Wednesday, November 08, 2006


Studying the success of gambling-related ballot measures

In the USA, gambling may be legalized at the state or local level through two paths--legislative action or ballot initiative. There have been a few studies aimed at understanding who is likely to vote for or vote against these issues, mostly in the context of lottery legalization. Microdata studies look at reported intention to vote for or against an issue. Studies using aggregate data look at the voting behavior of geographical aggregations of votes (by district or county) as a function of the characteristics of those geographic areas.

In yesterday's election the voters of Ohio decided whether or not to legalize slot machines.
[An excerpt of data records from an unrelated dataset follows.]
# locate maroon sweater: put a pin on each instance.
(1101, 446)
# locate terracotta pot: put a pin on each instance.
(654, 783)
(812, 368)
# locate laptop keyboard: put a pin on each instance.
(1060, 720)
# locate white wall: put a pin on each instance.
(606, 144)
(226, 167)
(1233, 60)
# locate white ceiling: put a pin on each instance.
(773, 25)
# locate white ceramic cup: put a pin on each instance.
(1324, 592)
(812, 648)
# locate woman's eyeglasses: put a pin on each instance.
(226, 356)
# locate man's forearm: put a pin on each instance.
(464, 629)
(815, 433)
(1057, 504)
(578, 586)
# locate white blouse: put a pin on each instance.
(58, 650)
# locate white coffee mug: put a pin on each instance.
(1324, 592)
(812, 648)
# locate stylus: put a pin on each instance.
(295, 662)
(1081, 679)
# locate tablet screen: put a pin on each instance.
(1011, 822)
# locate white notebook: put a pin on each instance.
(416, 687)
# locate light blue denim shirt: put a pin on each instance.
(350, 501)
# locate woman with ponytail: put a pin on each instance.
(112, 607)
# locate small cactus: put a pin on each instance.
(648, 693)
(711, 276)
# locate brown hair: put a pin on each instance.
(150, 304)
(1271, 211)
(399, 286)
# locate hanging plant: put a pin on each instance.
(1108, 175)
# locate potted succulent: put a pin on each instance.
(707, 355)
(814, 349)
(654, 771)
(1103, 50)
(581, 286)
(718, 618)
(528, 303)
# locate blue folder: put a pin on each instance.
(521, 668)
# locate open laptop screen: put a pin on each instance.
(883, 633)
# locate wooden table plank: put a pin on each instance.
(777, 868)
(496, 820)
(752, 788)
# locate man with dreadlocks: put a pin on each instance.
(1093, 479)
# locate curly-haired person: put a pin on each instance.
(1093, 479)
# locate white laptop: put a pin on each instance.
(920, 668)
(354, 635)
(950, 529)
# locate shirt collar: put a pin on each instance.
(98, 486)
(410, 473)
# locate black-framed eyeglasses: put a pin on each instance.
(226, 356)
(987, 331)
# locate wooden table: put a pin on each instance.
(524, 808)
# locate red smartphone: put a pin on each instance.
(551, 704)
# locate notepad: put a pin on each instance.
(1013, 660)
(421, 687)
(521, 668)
The Ohio slot machine ballot issue addressed a proposed amendment to the Ohio Constitution that would legalize the use of slot machines at nine different venues (seven at existing racetracks). Thirty percent of the revenue generated from the slot machines would be dedicated to new educational scholarship and grant programs. Another 8 percent would be dedicated to county and town level economic development. This proposal is named "Learn and Earn."

It lost 57% to 43% with 99% of precincts reporting

Off the CNN site, vote by county is available

An interesting project would be to look at the macro pattern of election results by county, using % for or against as the dependent variable and county descriptive variables (income distribution, ethnic distribution, rural vs. urban character, distance to competition, etc.) as the IV.